The nth subfactorial is the number of permutations of n objects in which no object appears in its natural place (from Wolfram).

So, if we have the digits {1, 2, 3, 4} (n=4), we want to know how many ways can we order those numbers such that none appear in their initial position (so, "1" will not be first; "2" will not be second, "3" will not be third, and "4" will not be fourth).

The following combinations of {1, 2, 3, 4} are the only combinations in which no digit is in its natural place:
{2, 1, 4, 3}
{2, 3, 4, 1}
{2, 4, 1, 3}
{3, 1, 4, 2}
{3, 4, 1, 2}
{3, 4, 2, 1}
{4, 1, 2, 3}
{4, 3, 1, 2}
{4, 3, 2, 1}
There are 9 possible combinations that meet this criterion. So !4=9.

Remember that there are 4! (=24) possible combinations of {1, 2, 3. 4}, so we note that
4!-!4=24-9=15
of them have a value that is in its natural place.
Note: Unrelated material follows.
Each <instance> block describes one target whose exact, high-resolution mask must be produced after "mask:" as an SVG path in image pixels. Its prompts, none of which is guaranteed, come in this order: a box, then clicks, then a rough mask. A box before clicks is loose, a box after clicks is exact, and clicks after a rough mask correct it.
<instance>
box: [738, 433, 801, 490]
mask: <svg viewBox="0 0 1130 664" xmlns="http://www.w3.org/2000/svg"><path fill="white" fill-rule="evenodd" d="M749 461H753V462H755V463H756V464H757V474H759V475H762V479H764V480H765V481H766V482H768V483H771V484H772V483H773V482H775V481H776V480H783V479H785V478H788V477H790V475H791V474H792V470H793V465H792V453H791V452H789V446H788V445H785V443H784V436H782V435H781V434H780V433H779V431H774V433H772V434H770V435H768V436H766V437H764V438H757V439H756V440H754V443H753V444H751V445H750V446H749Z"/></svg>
The following is a list of combinations that do not meet the criterion (that is, at least one of the four digits is in its "natural" place) along with an explanation of why these combinations do not meet the requirement:

{1, 2, 3, 4} (all digits fail)
{1, 2, 4, 3} ("1" and "2" fail)
{1, 3, 2, 4} ("1" and "4" fail)
{1, 3, 4, 2} ("1" fails)
{1, 4, 2, 3} ("1" fails)
{1, 4, 3, 2} ("1" and "3" fail)
{2, 1, 3, 4} ("3" and "4" fail)
{2, 3, 1, 4} ("4" fails)
{2, 4, 3, 1} ("3" fails)
{3, 1, 2, 4} ("4" fails)
{3, 2, 1, 4} ("2" and "4" fail)
{3, 2, 4, 1} ("2" fails)
{4, 1, 3, 2} ("3" fails)
{4, 2, 1, 3} ("2" fails)
{4, 2, 3, 1} ("2" and "3" fail)

[Note that there is no case in which 3 fail, since if 3 of these values are in the right place, the remaining value must be in the right place, too.]
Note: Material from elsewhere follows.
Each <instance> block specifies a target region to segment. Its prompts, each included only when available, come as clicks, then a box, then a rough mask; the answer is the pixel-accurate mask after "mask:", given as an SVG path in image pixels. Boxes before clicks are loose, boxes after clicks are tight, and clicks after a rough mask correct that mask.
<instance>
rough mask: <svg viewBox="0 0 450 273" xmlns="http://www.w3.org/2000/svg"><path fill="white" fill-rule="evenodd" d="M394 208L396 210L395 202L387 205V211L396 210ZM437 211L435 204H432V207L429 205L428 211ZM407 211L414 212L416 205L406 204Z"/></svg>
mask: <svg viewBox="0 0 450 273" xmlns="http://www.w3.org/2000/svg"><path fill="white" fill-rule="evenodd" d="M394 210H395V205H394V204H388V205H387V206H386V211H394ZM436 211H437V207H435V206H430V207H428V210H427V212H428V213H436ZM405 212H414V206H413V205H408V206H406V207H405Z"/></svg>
Mathematically we can use a recursive approach:
!n=(n-1)[!(n-2)+!(n-1)] with !0=1 and !1=0

Then
!4=(3)[!2+!3] so we need !2 and !3
!3=(2)[!1+!2]=2[0+1]=2 so we still need !2
!2=(1)[!0+!1]=1[1+0]=1

Finally,
!4=(3)[!2+!3]=3[1+2]=9

On a scale from !0 to !4, how happy are you that you asked?